Completeness & Consistency (Part 1)
Welcome to the seventh issue of Model Your Reality, a newsletter with musings about data modeling, data warehousing and the like.
Until further notice, each issue will contain of two parts:
a list of data events that might be of interest for you (they definitely are of interest for me) and
some thoughts about a certain data topic (like data vault modeling patterns).
Let’s get started!
Data Events
Recent
In case you missed the Data Modeling Meetup with Ronald G. Ross on how to tackle the real reasons for data quality issues, you can watch the recording here.
Upcoming
If you know about other relevant events in the near future, please mention them in the comments or send an email to admin@obaysch.net.
2022-05-11: Snowflake Data Vault User Group with me (online)
2022-05-18: UK Data Vault User Group with Dirk Lerner (online)
2022-05-19: Data Modeling Meetup with Roelant Vos (online)
2022-06-01/03: Knowledge Gap data modeling & data architecture conference (online)
2022-06-02: The Present and Future of Data Warehousing (free Knowledge Gap companion event, online)
2022-06-20/22: Data Vault Training (CDVDM), Genesee Academy (online)
2022-06-20/22: TDWI Conference (Munich, Germany)
2022-06-21: Data Modeling Beergarden – TDWI Special 2022 (Munich, Germany)
Completeness & Consistency (Part 1)
The consumers of data from a data warehouse usually expect the data in the presentation layer to be clean, complete and consistent. In most cases, this expectation is somewhat at odds with the data quality found in the operational systems that feed the data warehouse.
Dealing with Existing Data Quality Issues
Historically, data warehouse developers have tried to hide all these data quality issues from consumers and to deliver a sugarcoated version of the data, often at great expense. But a more nuanced approach tends to offer a better cost-benefit ratio:
Fixing a data quality issue at the source is almost always the cheapest and most sustainable solution. Instead of masking problems in operational data with complex business logic, the data warehouse should make it easier to fix them by exposing them through raw marts, error marts or data quality screens. Ideally, an automatic process reports errors and inconsistencies directly back to the operational systems.
In case it’s not possible to fix an issue at the source, it often makes sense to let subject matter experts and other business users make the corrections.
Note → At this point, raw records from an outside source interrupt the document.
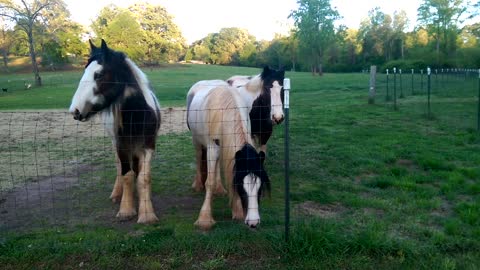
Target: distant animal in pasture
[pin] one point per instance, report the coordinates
(218, 119)
(113, 86)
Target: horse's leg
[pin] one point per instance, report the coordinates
(146, 214)
(117, 187)
(205, 220)
(237, 209)
(198, 183)
(219, 189)
(127, 207)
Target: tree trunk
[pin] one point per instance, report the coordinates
(5, 60)
(36, 72)
(402, 48)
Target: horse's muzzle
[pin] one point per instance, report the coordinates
(78, 116)
(277, 120)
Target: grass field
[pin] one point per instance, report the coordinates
(371, 188)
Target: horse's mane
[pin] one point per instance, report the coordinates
(143, 84)
(254, 84)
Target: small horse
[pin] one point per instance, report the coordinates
(218, 120)
(115, 87)
(264, 93)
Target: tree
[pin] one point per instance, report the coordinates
(149, 34)
(375, 34)
(315, 30)
(6, 42)
(163, 38)
(440, 17)
(26, 15)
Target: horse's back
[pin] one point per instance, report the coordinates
(213, 110)
(202, 86)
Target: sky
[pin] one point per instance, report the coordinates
(262, 18)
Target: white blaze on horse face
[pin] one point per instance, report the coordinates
(276, 101)
(251, 184)
(85, 97)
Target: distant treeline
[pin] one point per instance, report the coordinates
(148, 35)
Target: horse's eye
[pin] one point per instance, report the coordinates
(97, 76)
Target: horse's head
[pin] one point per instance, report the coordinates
(273, 86)
(99, 86)
(250, 180)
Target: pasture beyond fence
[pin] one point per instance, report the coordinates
(449, 95)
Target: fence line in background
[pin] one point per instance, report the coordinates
(446, 83)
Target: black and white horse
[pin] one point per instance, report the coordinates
(265, 94)
(115, 87)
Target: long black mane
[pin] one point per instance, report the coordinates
(248, 161)
(261, 122)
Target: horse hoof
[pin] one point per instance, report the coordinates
(205, 224)
(147, 218)
(115, 199)
(126, 215)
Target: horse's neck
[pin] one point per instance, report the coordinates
(143, 84)
(251, 91)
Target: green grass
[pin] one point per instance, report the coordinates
(372, 188)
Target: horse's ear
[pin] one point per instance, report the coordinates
(92, 46)
(262, 157)
(265, 72)
(104, 45)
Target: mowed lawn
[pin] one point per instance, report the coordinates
(371, 188)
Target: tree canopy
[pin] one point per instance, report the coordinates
(447, 34)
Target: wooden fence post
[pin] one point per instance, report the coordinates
(371, 92)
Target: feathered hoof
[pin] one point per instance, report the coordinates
(205, 225)
(126, 215)
(115, 198)
(147, 218)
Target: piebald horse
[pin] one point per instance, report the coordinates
(220, 126)
(113, 86)
(263, 96)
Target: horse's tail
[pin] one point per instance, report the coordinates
(189, 102)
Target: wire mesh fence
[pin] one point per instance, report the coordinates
(57, 172)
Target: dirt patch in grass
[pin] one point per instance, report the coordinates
(310, 208)
(408, 164)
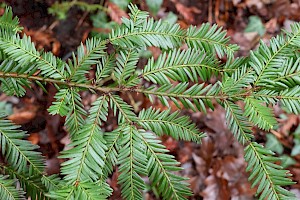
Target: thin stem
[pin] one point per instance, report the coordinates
(118, 89)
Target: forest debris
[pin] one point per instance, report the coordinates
(44, 40)
(116, 13)
(187, 12)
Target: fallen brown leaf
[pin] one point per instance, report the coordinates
(188, 13)
(116, 13)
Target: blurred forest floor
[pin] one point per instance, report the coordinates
(216, 168)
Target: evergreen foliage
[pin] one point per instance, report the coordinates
(269, 76)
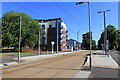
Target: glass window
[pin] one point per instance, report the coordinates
(43, 26)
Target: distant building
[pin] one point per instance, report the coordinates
(73, 44)
(50, 34)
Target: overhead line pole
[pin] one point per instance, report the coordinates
(20, 39)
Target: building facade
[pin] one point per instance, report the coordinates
(54, 30)
(73, 45)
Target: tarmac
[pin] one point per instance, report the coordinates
(102, 66)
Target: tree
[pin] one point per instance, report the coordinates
(112, 37)
(86, 41)
(11, 27)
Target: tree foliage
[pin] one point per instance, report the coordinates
(86, 41)
(113, 36)
(11, 28)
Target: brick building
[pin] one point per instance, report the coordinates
(50, 29)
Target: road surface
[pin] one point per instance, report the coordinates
(62, 66)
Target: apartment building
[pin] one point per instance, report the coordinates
(54, 30)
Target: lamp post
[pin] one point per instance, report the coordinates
(89, 30)
(78, 39)
(39, 44)
(52, 46)
(105, 32)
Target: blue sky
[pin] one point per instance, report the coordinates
(75, 16)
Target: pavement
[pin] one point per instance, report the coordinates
(63, 65)
(104, 67)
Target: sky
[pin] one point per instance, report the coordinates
(74, 16)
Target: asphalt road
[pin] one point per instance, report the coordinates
(62, 66)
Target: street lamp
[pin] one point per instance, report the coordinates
(52, 46)
(105, 32)
(57, 25)
(39, 44)
(78, 39)
(89, 30)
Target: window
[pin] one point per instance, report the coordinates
(43, 26)
(50, 26)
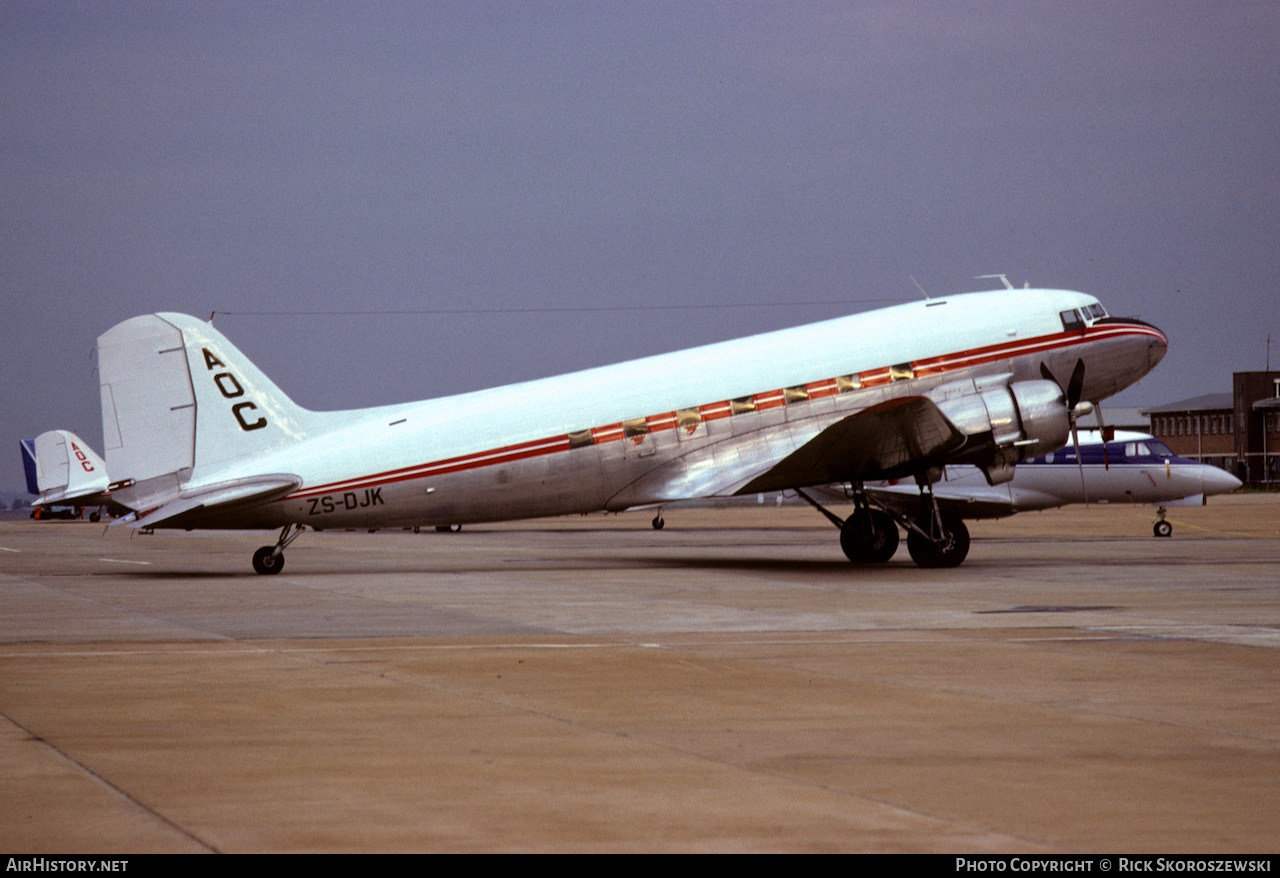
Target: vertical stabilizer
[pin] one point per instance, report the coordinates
(64, 467)
(181, 402)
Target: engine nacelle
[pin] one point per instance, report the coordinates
(1005, 424)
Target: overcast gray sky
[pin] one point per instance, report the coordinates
(786, 161)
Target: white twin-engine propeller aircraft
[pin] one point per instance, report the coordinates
(196, 437)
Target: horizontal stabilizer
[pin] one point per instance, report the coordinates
(224, 497)
(65, 470)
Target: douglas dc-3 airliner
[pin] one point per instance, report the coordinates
(195, 435)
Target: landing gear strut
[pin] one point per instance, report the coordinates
(1162, 527)
(269, 559)
(868, 536)
(936, 538)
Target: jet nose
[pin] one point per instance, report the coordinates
(1219, 481)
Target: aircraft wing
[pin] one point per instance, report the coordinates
(882, 440)
(225, 497)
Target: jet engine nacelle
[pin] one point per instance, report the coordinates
(1005, 423)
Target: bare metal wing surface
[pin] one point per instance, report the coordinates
(195, 435)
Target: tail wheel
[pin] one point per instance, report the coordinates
(266, 562)
(947, 547)
(874, 548)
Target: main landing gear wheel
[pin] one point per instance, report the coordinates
(874, 548)
(945, 548)
(266, 562)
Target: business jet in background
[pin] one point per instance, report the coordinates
(195, 435)
(1129, 467)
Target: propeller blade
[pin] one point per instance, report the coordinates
(1079, 461)
(1075, 384)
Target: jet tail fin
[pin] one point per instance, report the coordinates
(62, 467)
(182, 405)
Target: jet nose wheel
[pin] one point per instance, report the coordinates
(266, 562)
(947, 548)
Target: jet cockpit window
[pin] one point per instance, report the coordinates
(1136, 449)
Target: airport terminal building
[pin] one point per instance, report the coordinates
(1238, 431)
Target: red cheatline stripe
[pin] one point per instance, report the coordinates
(718, 410)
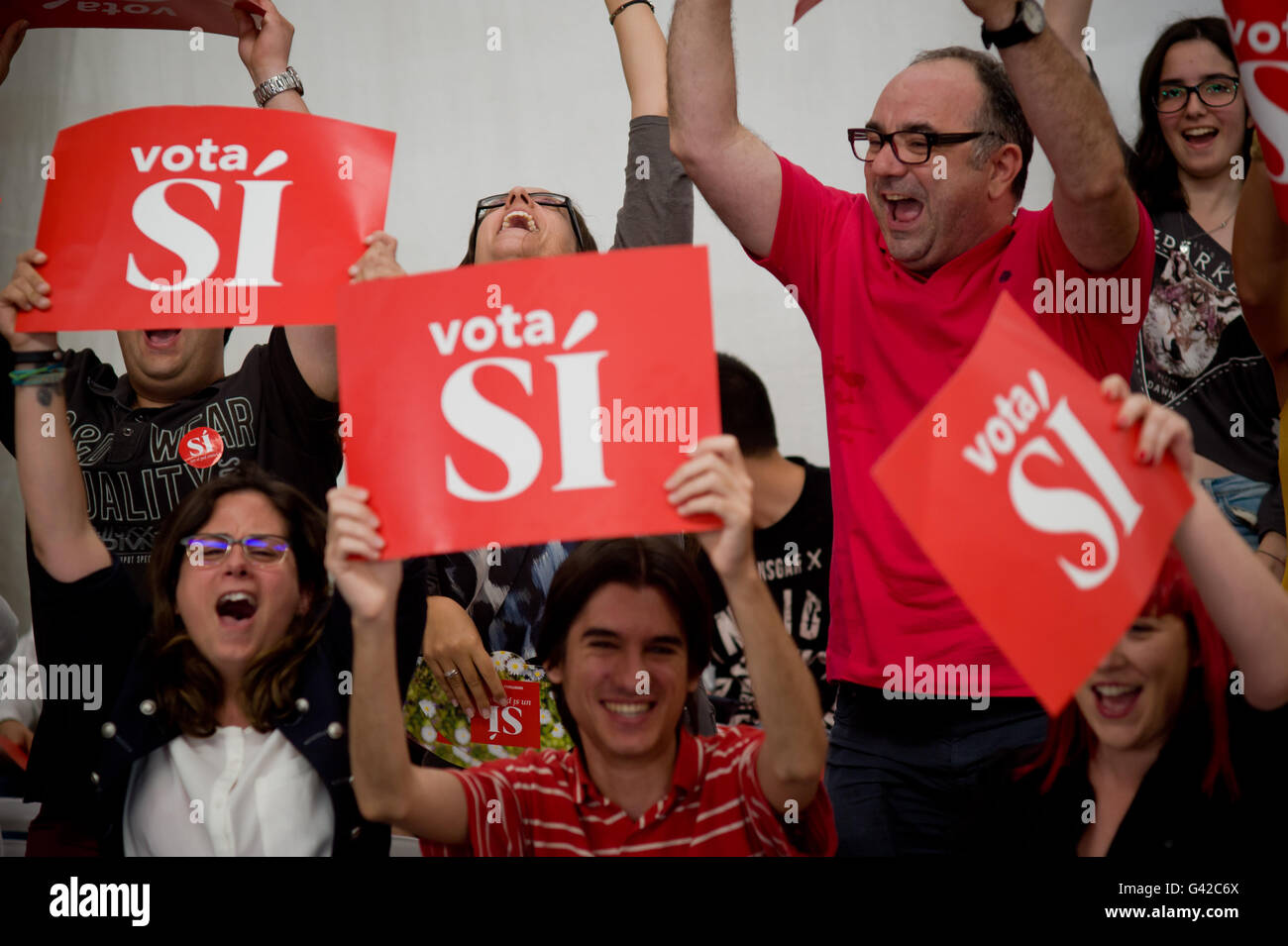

They know how business processes are supposed to work and are usually in a better position than some random data warehouse developer to provide the correct values. These corrections then can serve as another source to the data warehouse that overrides bad data from operational systems.
Often, data describing a certain concept or subject area comes from different sources but not all these sources are of equally good quality. A simple ranking of these sources can make sure that only the data from the most reliable source that is available for an instance of a concept makes it to the presentation layer.
Only if none of the above helps, you should seriously consider implementing complex logic to deal with data quality issues. In this case, try to implement this logic in a way that is understandable to whoever will come after you and reusable for other consumers.
Not Adding New Data Quality Issues
Given all the data quality issues you are likely to encounter in your sources, you should try not to add issues of your own making when loading data to your data warehouse.
Loading everything in parallel and presenting the result to downstream consumers in a near real-time fashion sounds sexy but can lead to timing issues that creates incomplete, inconsistent data instead of avoiding it. If your consumers are fine with a data mart that is refreshed every night, giving them exactly that (and not more) might make it easier for you to present high-quality data.
Outlook
In some of the next issues of Model Your Reality, we’ll look at various kinds of data quality, integration and error handling issues in more detail. The approaches described there will help you to achieve a reasonable level of completeness and consistency in your data warehouse with a reasonable level of effort.